Jen Hofer
Little Red Leaves ($12)
by Marthe Reed
Jen Hofer’s new chapbook Front Page News, a series of newspaper cut-ups clipped from the front page of the Los Angeles Times, leads its readers through a recitation of the matter-of-fact violence that characterizes the pages of newspapers everywhere. Part of a longer manuscript which Hofer composed each day over the course of a year, using the front page of the newspaper of whichever city she woke up in, the pages of Front Page News are taken from a fifteen-day period in Los Angeles, where Hofer resides. These cut-ups, held together by careful clipping to include a connective tissue of the white space of the paper, crack open reportage to create new texts that call into stark relief the sensationalized, quotidian violence of the newspaper writings from which they are composed.
Each page in Front Page News bears the iconic “Los Angeles” from the front page of the Times along with the date, which ranges from Saturday, April 23, 2011, to Saturday, May 7, 2011. The gray/creamy paper of the clippings is lined along the green-on-white gridlines of calendric accounting sheets, emphasizing the temporarily and gridded layout of the source material. Hofer’s individual titles accentuate the drama of headlines—predators, prison, battlefield, security—the type-sizes varying according to the Times’ editors’ intent: shadow, diplomacy, KILLS. This latter poem is composed almost entirely of the word “kill” itself or its near kin, though the font size is tiny in comparison to that of its bloated title:
In this poem, Hofer calls out the hyperbolic principle of newspaper headlines and storylines, with their subtext—a response to the pressure of selling ad-copy and getting eyes-on-pages—being what sells: “a corpse / crowds / the / people.” A corpse, indeed, is what passes for news.
In the poem dated Sunday, April 24, 2011, Hofer tenders a compressed moment for the inhabitants of Chernobyl, post-nuclear meltdown. The poet pushes the source material beyond “human interest” or environmental reporting, past even headline fascinations with war, death, and disaster. In the compression of language and syntax, Hofer transforms the abstraction of news (always happening elsewhere to someone else) and returns to it the immediacy of people caught in the midst of life’s exigencies: “in radioactive / breath / we eat / we drink / trying . . . the years were / a casket.” For a moment, in the midst of these lines, “we” are caught in the toxic air, our feet planted on the contaminated ground, our lives reduced to the relenting countdown of an atomic clock.

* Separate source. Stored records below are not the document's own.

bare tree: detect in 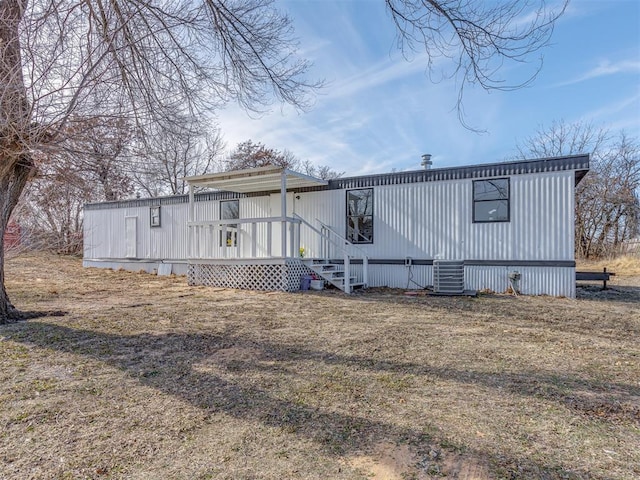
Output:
[222,140,300,171]
[0,0,318,323]
[133,118,225,196]
[300,160,344,180]
[385,0,569,127]
[517,122,640,258]
[14,152,101,254]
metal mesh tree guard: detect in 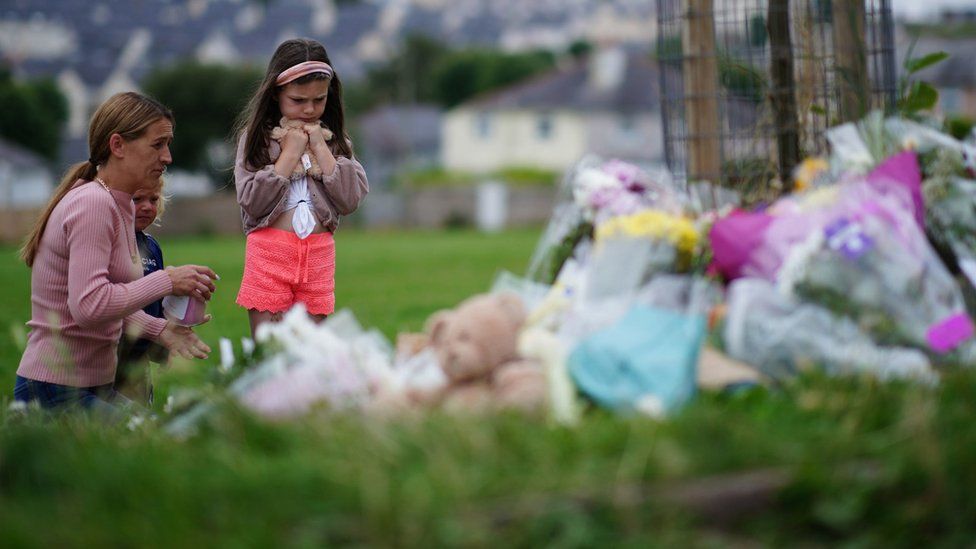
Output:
[657,0,896,200]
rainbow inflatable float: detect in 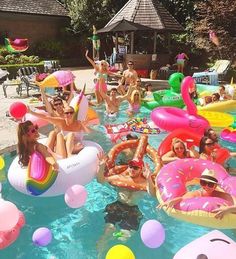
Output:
[8,138,102,196]
[8,93,102,196]
[156,158,236,228]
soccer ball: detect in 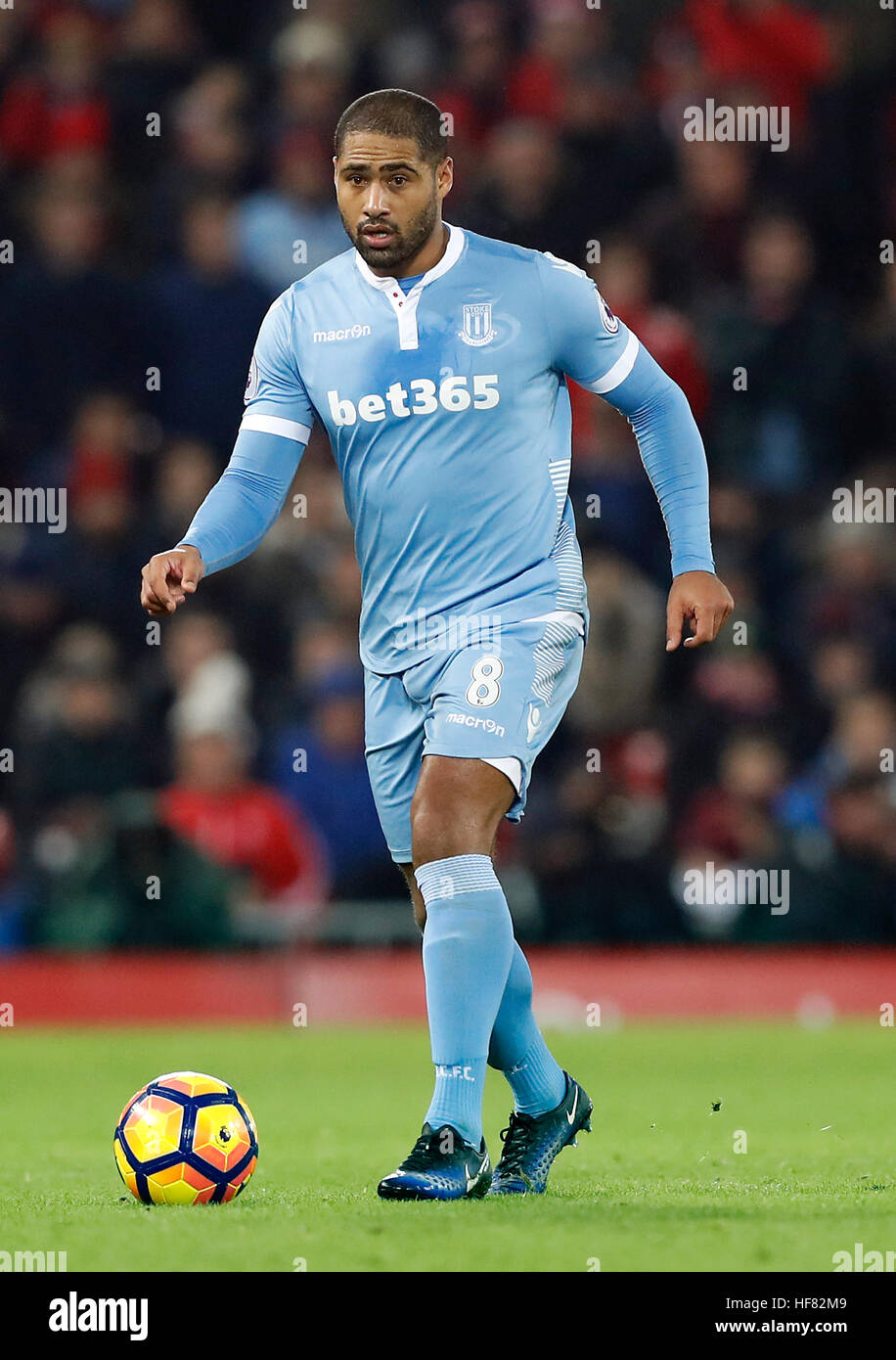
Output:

As an object, the chapbook owes much to the contribution of publisher Dawn Pendergast at Little Red Leaves. Using several of Hofer’s collages printed on cloth as a cover, Pendergast has sewn the chapbook together by machine, mimicking the mechanical processes of printing newspapers yet, like Hofer, bringing it back to the immediate and personal, one woman feeding the cloth beneath pressure-foot and needle. It is thus a pleasure to hold and admire, as well as to read.

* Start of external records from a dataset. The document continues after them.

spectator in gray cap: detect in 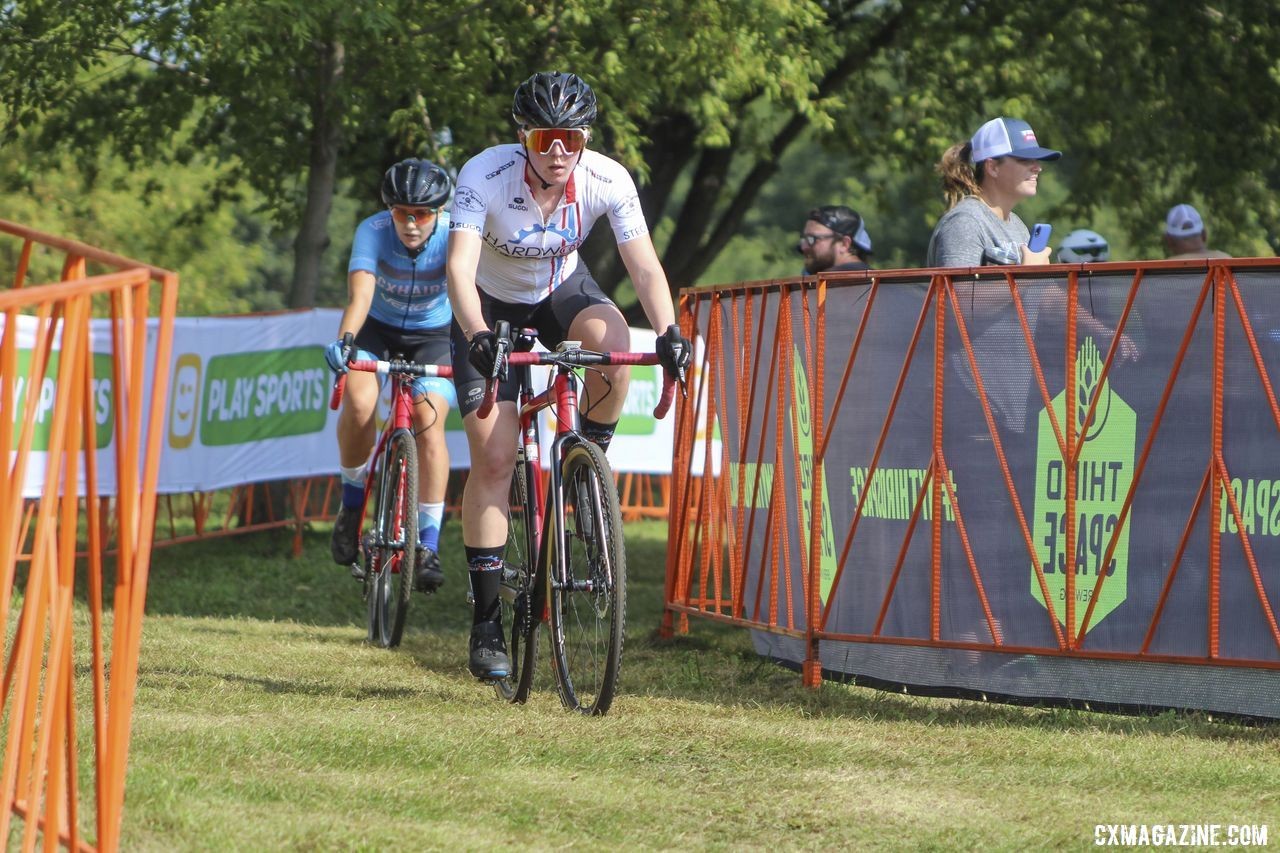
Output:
[1165,205,1230,260]
[796,205,872,275]
[928,117,1062,266]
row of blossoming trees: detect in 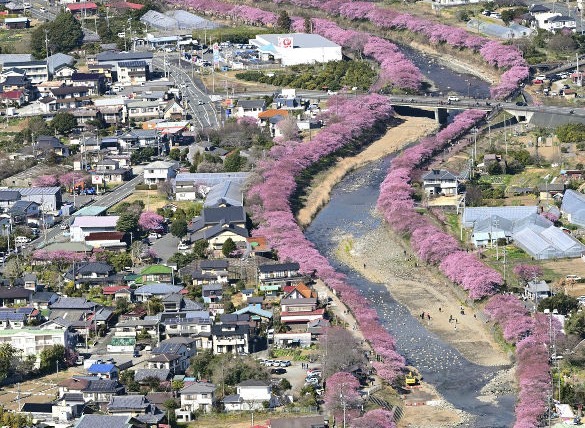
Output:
[273,0,529,98]
[177,0,529,98]
[247,94,404,382]
[378,110,558,428]
[172,0,423,90]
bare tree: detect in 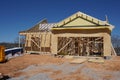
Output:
[112,35,120,55]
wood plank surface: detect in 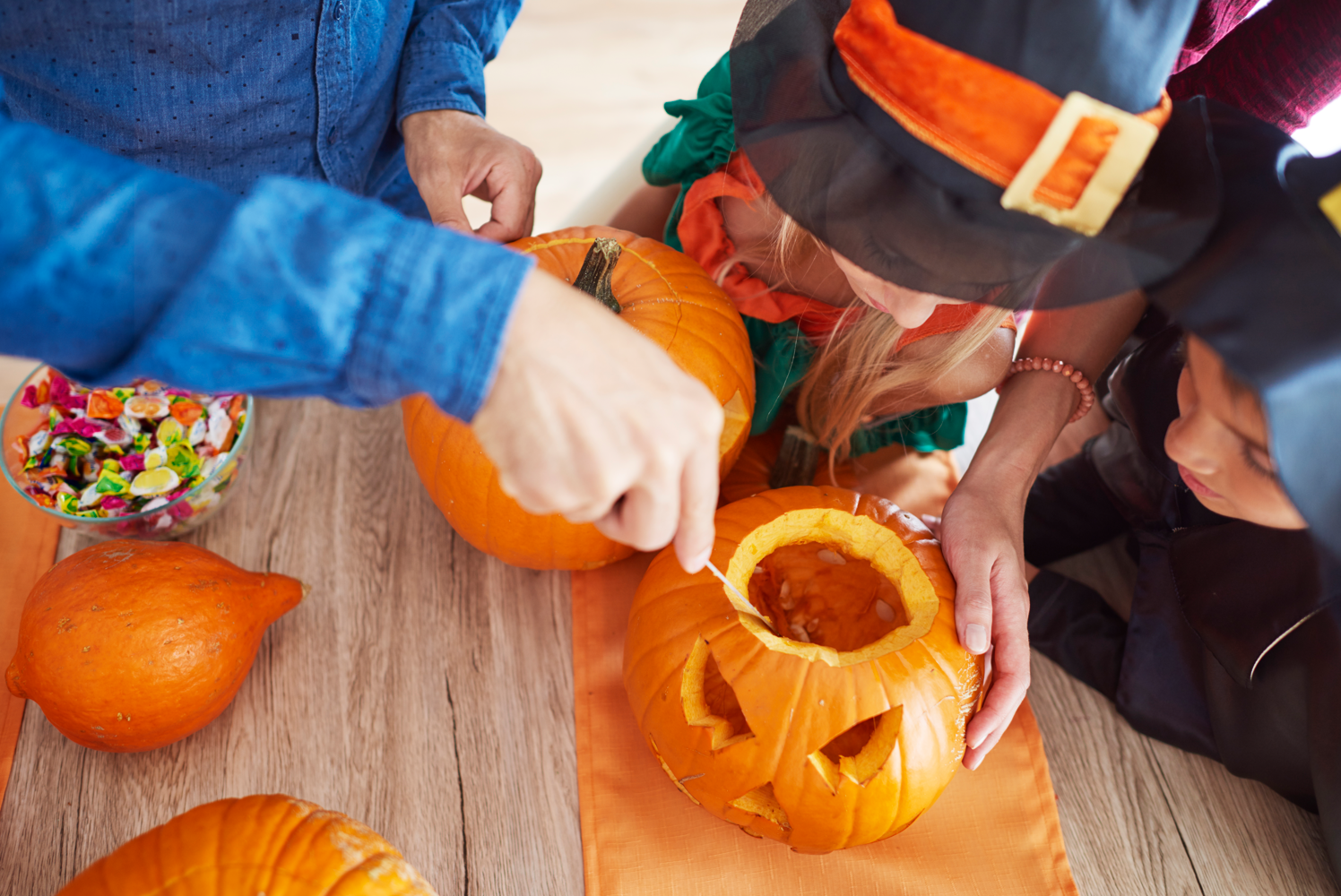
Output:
[0,400,582,896]
[1028,652,1341,896]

Political, ambitious, visual, and compact, Jen Hofer’s Front Page News pulls its readers out of quotidian distraction and into a heated cynosure, the clipped, cryptic language reconfiguring the blatant emotional manipulation of news media and our own hunger for its “sizzurp.” It’s a remarkable collection, and makes one long for the full-length manuscript to find its way into print soon.